Maximum Size Subarray Sum Equals k

This is the solution about Leetcode-Maximum Subarray.

Description

Given an array nums and a target value k, find the maximum length of a subarray that sums to k. If there isn’t one, return 0 instead.

Note:
The sum of the entire nums array is guaranteed to fit within the 32-bit signed integer range.

Example 1:
Given nums = [1, -1, 5, -2, 3], k = 3,
return 4. (because the subarray [1, -1, 5, -2] sums to 3 and is the longest)

Example 2:
Given nums = [-2, -1, 2, 1], k = 1,
return 2. (because the subarray [-1, 2] sums to 1 and is the longest)

Follow Up:
Can you do it in O(n) time?

Solution

Analysis

Solution1

Try all possible combinations and get the maximum one.
Time complexity is O(n^2)

Solution2

The main point is we store the sum of 0 - i elements for each location in array.

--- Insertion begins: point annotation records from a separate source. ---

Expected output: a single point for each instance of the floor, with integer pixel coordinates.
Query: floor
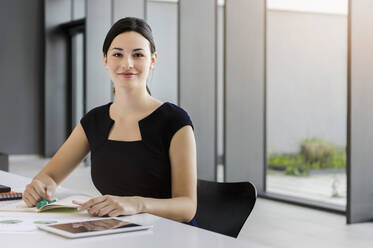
(271, 223)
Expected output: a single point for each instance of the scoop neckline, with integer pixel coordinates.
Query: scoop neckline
(113, 121)
(146, 117)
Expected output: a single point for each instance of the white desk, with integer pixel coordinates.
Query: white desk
(165, 233)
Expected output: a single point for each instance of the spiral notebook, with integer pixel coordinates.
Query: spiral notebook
(10, 196)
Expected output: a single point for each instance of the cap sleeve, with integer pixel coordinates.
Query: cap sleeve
(95, 124)
(176, 119)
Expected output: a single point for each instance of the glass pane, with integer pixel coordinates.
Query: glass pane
(77, 78)
(307, 99)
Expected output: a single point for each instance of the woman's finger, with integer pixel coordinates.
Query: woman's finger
(115, 213)
(34, 195)
(29, 200)
(105, 210)
(96, 208)
(39, 188)
(92, 202)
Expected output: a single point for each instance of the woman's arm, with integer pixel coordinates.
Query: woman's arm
(183, 204)
(70, 154)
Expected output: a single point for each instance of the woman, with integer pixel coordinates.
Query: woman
(143, 151)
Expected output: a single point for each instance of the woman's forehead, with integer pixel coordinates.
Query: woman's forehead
(129, 41)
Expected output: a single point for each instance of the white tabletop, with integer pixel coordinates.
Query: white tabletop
(165, 233)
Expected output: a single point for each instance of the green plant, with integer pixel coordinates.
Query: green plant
(315, 154)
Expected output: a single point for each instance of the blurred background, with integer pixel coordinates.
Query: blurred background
(279, 91)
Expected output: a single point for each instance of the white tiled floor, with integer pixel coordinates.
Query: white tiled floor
(271, 223)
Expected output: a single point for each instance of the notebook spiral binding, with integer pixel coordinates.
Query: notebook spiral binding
(10, 196)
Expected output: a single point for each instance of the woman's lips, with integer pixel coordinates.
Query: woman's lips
(127, 74)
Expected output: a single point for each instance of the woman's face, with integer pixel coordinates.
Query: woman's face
(129, 60)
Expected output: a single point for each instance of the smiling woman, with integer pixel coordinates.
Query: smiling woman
(143, 151)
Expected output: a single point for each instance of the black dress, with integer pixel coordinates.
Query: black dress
(134, 168)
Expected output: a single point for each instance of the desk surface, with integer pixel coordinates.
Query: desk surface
(165, 233)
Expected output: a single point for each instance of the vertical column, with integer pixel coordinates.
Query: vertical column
(245, 91)
(197, 77)
(98, 22)
(78, 9)
(126, 8)
(162, 17)
(56, 12)
(360, 169)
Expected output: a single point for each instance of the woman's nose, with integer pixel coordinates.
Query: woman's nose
(127, 62)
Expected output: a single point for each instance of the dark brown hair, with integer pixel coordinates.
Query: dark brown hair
(129, 24)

Then we only need to check if sum[j] - sum[i] == k, it represents the sum of i+1 to j.
We use HashMap to get the constant time for the check stuff.
Time complexity is O(n+n+n)

public class Solution1 {
    public int maxSubArrayLen(int[] nums, int k) {
        int maxLen = 0;
        for(int i=0; i<nums.length; i++) {
            int sum = nums[i];
            if(sum==k) maxLen = Math.max(maxLen,1);
            for(int j=i+1; j<nums.length; j++) {
                sum += nums[j];
                if(sum == k) {
                    maxLen = Math.max(maxLen,j-i+1);
                }
            }
        }
        return maxLen;
    }
}
public class Solution2 {
	public int maxSubArrayLen(int[] nums, int k) {
		int maxLen = 0;
		//in order to preprocess the data easier,assign 0 to sum[0]
		int[] sum = new int[nums.length+1];
		sum[0] = 0;	
		for(int i=1;i<sum.length; i++) {
			sum[i] = sum[i-1] + nums[i-1];
		}
		Map<Integer,Integer> map = new HashMap<>();
		for(int i=0;i<sum.length; i++) {
			map.put(sum[i],i);
		}
		for(int i=0;i<sum.length; i++) {
			Integer val = map.get(sum[i]+k);
			if(val!=null && val.intValue()-i>maxLen) {
				maxLen = val.intValue()-i;
			}
		}
		return maxLen;
	}
}